Horoscopes Yahoo Celebrity

·         Gemini

21/5-21/6

It will be difficult to get a loan or additional line of credit. You’ll have to do the best you can with existing funds. Saving money will take time, so be patient. Fortunately, there are some exciting career opportunities ahead. By pursuing a high profile position, you’ll be able to earn the money for a hefty deposit. Working in a glamorous industry will bring out the best in you.

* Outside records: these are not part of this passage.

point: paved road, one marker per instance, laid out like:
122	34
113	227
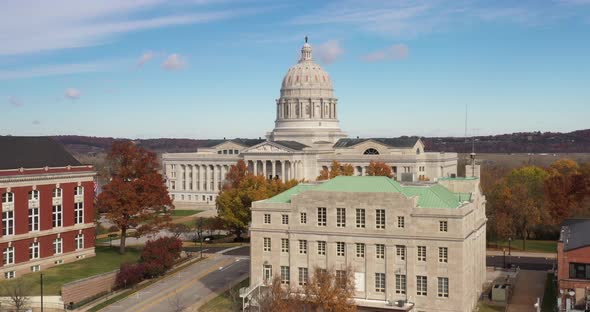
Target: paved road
187	288
525	263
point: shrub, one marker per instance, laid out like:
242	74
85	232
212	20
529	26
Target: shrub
163	251
130	274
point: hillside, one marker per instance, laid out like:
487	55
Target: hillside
523	142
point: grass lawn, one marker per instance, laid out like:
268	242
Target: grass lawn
223	302
531	245
183	213
490	308
550	297
106	260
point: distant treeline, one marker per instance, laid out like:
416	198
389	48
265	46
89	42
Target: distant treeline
523	142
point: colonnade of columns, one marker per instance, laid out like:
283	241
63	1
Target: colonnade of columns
280	169
201	177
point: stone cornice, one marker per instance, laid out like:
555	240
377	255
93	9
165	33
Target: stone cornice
56	230
60	177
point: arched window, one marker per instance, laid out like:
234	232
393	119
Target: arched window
371	151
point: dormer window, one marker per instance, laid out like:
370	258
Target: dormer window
34	195
371	151
8	198
79	191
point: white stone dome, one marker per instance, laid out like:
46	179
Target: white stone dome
306	78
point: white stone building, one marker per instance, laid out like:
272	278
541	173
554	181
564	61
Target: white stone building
306	138
417	246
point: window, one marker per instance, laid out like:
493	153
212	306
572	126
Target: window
267	244
443	226
285	275
303	218
8	198
8	222
421	285
340	249
360	218
57	246
379	282
421	253
443	254
34	195
371	151
360	250
78	191
303	247
321	248
78	213
8	256
79	241
380	251
303	276
380	218
443	287
579	270
321	216
400	252
34	251
57	216
341	278
400	284
340	217
267	218
401	223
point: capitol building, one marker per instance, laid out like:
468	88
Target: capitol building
306	138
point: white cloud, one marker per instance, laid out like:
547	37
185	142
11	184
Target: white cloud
392	53
32	26
329	51
174	62
145	57
72	93
14	101
52	70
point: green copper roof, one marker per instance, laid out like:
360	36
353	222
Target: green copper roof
429	196
285	197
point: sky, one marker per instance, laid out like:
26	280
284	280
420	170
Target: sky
213	68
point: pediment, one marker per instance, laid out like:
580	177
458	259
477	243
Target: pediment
268	148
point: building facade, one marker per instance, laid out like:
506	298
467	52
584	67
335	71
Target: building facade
416	246
306	138
47	206
573	265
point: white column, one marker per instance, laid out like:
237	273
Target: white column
215	178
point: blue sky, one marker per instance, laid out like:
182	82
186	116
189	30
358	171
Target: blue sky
213	68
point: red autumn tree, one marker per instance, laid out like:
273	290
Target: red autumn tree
136	196
377	168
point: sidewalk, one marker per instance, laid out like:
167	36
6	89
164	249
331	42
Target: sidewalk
546	255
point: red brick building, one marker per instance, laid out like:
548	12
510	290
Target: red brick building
47	206
573	265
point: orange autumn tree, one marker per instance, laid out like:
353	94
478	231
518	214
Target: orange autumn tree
377	168
136	196
336	169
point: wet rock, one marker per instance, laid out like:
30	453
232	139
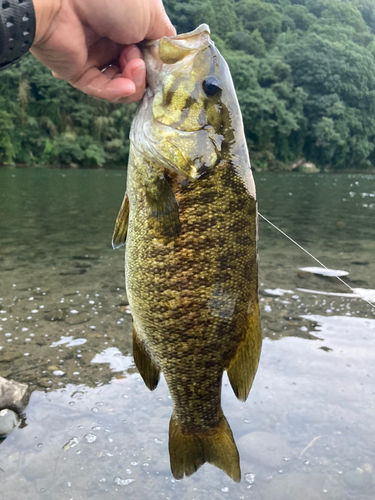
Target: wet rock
74	272
9	356
356	478
85	257
13	395
57	315
77	319
303	486
8	421
268	449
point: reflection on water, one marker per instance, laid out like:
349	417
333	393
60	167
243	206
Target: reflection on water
92	428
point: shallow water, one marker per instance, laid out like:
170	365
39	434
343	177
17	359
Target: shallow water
92	429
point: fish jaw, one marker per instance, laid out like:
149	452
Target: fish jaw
178	126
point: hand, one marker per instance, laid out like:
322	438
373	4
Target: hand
90	43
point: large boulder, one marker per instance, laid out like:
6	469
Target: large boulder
13	395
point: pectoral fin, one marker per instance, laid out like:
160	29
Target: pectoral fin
121	226
243	366
162	204
149	370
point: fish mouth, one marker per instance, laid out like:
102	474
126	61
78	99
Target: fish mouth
170	50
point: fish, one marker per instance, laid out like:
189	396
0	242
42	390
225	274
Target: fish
189	224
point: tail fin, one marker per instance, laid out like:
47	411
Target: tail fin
188	451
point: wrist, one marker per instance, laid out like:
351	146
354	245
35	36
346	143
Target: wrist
45	13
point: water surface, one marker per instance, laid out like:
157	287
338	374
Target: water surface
92	429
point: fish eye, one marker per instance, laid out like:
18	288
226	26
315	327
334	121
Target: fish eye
211	86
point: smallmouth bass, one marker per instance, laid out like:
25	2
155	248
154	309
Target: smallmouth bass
189	220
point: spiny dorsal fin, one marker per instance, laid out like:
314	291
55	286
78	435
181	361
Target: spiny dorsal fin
121	226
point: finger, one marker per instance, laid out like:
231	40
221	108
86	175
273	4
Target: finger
129	53
135	70
160	24
97	84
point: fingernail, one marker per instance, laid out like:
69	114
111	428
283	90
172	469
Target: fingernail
138	76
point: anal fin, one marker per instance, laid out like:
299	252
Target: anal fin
121	226
148	369
242	368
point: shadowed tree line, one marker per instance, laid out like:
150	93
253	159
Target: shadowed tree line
304	72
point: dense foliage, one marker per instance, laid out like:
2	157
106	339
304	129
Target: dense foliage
304	71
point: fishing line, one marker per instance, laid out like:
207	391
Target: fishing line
317	260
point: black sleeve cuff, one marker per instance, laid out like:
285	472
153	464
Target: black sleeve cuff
17	30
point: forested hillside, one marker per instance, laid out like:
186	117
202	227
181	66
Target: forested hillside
304	71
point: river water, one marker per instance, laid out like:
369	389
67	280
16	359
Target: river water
92	429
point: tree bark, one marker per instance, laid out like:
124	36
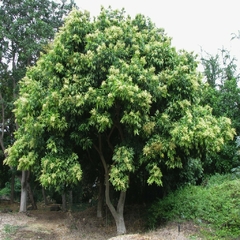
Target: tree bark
70	199
100	198
34	205
44	196
23	201
64	202
12	186
116	213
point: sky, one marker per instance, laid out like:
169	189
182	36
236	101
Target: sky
192	24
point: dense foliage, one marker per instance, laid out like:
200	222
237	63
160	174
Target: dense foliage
114	92
214	206
26	26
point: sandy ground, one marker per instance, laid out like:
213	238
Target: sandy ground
46	224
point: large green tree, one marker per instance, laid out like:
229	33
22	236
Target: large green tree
25	27
113	87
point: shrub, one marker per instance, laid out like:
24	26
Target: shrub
216	204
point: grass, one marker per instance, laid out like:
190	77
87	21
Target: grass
215	207
9	230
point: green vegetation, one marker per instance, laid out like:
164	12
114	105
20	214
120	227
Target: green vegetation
215	206
9	230
112	94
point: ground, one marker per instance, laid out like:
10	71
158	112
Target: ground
58	225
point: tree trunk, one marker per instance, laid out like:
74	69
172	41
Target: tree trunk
117	213
23	201
100	198
64	202
70	199
12	186
34	205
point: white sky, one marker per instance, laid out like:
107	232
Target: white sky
192	24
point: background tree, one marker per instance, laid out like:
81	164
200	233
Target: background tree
25	27
223	94
114	87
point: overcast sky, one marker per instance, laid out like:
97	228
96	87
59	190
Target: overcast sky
192	24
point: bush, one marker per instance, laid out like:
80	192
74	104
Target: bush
216	204
6	191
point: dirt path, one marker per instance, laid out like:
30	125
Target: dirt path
44	224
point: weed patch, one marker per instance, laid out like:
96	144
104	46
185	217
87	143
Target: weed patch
215	206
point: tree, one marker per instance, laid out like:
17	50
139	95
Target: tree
114	87
223	95
26	26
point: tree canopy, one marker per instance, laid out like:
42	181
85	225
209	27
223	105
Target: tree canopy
113	87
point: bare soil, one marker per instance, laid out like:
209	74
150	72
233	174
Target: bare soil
58	225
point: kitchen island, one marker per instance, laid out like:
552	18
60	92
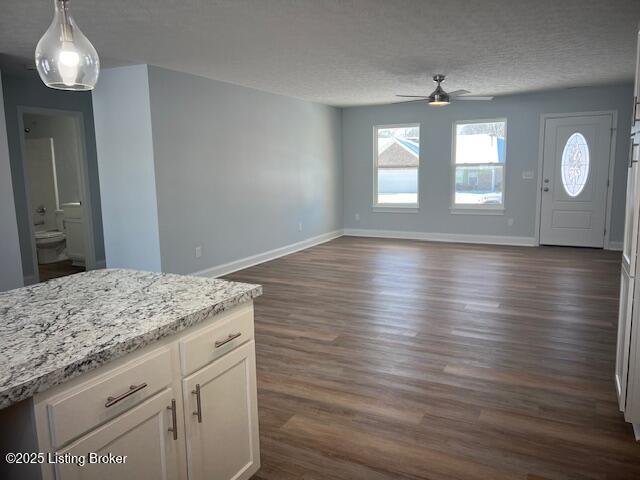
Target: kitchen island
156	367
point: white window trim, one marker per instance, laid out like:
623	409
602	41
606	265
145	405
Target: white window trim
393	207
474	209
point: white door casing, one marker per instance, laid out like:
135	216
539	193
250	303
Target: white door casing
624	336
574	207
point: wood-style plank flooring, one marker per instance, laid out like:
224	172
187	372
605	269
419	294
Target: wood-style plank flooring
389	359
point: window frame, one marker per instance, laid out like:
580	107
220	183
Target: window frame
477	209
394	207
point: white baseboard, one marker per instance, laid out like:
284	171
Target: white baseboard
617	246
247	262
444	237
30	279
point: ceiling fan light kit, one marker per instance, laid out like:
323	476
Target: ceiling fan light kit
439	98
65	58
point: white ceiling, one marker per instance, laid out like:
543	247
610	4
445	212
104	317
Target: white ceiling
354	52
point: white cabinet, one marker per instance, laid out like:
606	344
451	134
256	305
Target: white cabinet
222	418
146	434
134	407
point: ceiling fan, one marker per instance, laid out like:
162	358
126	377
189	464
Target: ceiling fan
440	98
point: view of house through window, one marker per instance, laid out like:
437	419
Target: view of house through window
397	159
479	163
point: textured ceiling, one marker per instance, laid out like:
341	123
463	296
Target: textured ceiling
354	52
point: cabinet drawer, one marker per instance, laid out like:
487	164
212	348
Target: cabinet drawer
211	342
86	406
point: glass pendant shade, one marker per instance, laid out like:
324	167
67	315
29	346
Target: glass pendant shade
65	58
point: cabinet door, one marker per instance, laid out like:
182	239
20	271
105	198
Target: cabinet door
632	210
143	435
624	336
222	441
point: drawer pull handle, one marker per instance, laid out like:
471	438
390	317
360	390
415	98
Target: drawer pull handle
132	389
174	419
232	336
198	412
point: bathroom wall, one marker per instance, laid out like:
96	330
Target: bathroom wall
28	91
11	270
523	135
64	132
40	171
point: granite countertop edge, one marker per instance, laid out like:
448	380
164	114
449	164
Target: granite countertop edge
38	384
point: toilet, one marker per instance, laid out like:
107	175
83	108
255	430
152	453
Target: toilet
51	246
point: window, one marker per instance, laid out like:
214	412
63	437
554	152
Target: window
574	167
479	157
396	164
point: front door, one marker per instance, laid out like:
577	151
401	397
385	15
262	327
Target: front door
575	177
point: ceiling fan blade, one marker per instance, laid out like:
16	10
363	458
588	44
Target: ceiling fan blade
457	93
411	101
468	97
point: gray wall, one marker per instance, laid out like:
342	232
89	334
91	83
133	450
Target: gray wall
31	92
11	270
523	130
126	164
237	170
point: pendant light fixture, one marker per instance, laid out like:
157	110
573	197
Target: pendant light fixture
65	58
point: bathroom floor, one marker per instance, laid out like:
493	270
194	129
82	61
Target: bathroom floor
58	269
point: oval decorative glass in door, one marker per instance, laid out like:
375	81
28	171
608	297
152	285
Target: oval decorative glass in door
574	167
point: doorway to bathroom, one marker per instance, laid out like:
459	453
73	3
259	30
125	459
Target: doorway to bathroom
54	160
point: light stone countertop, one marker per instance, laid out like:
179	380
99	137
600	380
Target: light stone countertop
54	331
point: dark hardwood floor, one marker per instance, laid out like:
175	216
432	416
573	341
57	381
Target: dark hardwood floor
388	359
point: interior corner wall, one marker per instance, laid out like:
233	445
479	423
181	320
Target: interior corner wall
239	171
126	166
523	113
29	91
11	271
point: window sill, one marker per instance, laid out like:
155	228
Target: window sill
395	209
476	211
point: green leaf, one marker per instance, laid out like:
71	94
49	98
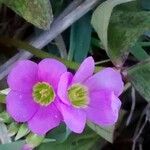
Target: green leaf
127	24
5	117
4	137
23	131
12	146
106	133
139	52
34	140
60	133
100	23
2	98
39	53
13	129
139	76
85	141
37	12
80	39
145	4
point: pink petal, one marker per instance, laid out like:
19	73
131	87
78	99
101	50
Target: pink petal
107	79
64	82
23	76
45	119
74	118
50	71
85	70
20	106
103	108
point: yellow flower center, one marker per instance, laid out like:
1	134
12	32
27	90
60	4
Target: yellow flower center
78	95
43	93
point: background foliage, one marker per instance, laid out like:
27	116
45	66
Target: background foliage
116	33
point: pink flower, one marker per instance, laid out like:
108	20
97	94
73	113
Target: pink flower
32	98
85	96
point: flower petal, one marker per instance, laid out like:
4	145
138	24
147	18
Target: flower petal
50	71
74	118
85	70
107	79
64	82
103	108
23	76
45	119
20	106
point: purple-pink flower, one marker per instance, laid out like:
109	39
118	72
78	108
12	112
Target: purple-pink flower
87	97
33	96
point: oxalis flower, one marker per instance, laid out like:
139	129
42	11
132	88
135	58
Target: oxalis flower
85	96
33	97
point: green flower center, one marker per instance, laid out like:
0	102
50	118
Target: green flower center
78	95
43	93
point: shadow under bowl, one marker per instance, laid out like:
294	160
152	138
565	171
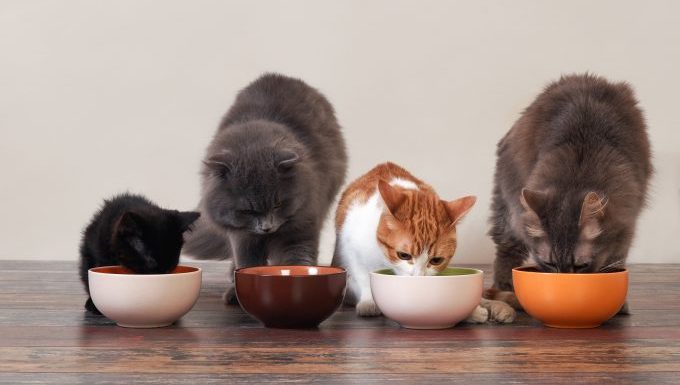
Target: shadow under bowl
144	300
569	300
291	297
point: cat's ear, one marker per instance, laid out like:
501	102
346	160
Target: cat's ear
592	210
285	160
187	218
221	163
533	200
459	207
392	197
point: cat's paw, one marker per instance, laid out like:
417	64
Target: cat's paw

You’ll enjoy all the creative challenges such a job affords.

Thought it was amazing that it mentioned loans, credit and savings and a good job.  Like I said, I don’t follow horoscopes but this was worth sharing.  Of course it is only apt to me, to most other people it would mean nothing.  Shows you how you read into things.

For me, getting a loan or credit is not just difficult but impossible!  My credit history is shot to pieces but that is a blessing in disguise as I don’t want any loans.  I am doing well to clear my debt, managed to pay off another £600 this month.  Soon I will be back to zero and start again.  I say soon, about 2 years I think.

That will be a good day, the day I am ‘debt free’!

Each day is another step forward

A major part of being in major debt and dealing with an affair, and the subsequent split/divorce, is that you are always looking to make improvements.  When my life was stable, as in I was happy and with manageable standard debt like credit cards, I just took life as it was.   Having your life largely controlled by external factors doesn’t just change you emotionally, it changes your whole way of acting.

A large part of every week is looking for improvements that will lead to a saving of some sort, small and large savings all help.  Sometimes I get a result, this week I have saved 25% off my council tax yearly bill after the local council conceded that I do in fact live alone.  I have been trying for 2 months to prove this, made difficult by the fact my ex is still on the mortgage and electoral role.  A fact that is changing next year by the way.   A fantastic saving though that will help me enormously.

This is another example though of a saving that helps not just me, but my children.  Every extra penny gives us a better life, or as better a life as I can give them.

My competition entering continues to go well, another 3 kids prizes won this week.  Makes the effort worth it.

I often wonder where my week has gone.  I spend the week working, being a dad, entering competitions, following up ways to get in extra money (PPI claims, Financial Ombudsman are 2 good examples), and online shopping around.  Oh and Ebay, a way of making money and finding things you want at a fraction of the cost.

I do hate it though, I would love a life of not having to do this.  It takes a lot of work, but the rewards make it worth doing.  Perhaps I miss out some things I like but not all, and at least I get my children 4 nights a week.

I read a lot of other debt related blogs, and I know they read this one.   The biggest fact I had to learn quickly was not to sit and break down.  It is unlikely you will ever get out of it by sitting and praying for a miracle, so look for ways to make it better.   Savings and advice will always help.  You might not like some of things you have to do, for example my Insolvency decision, but if it can you through the other side then never worry about people’s opinions.

You can never stop feeling ashamed by your situation, just don’t dwell in it.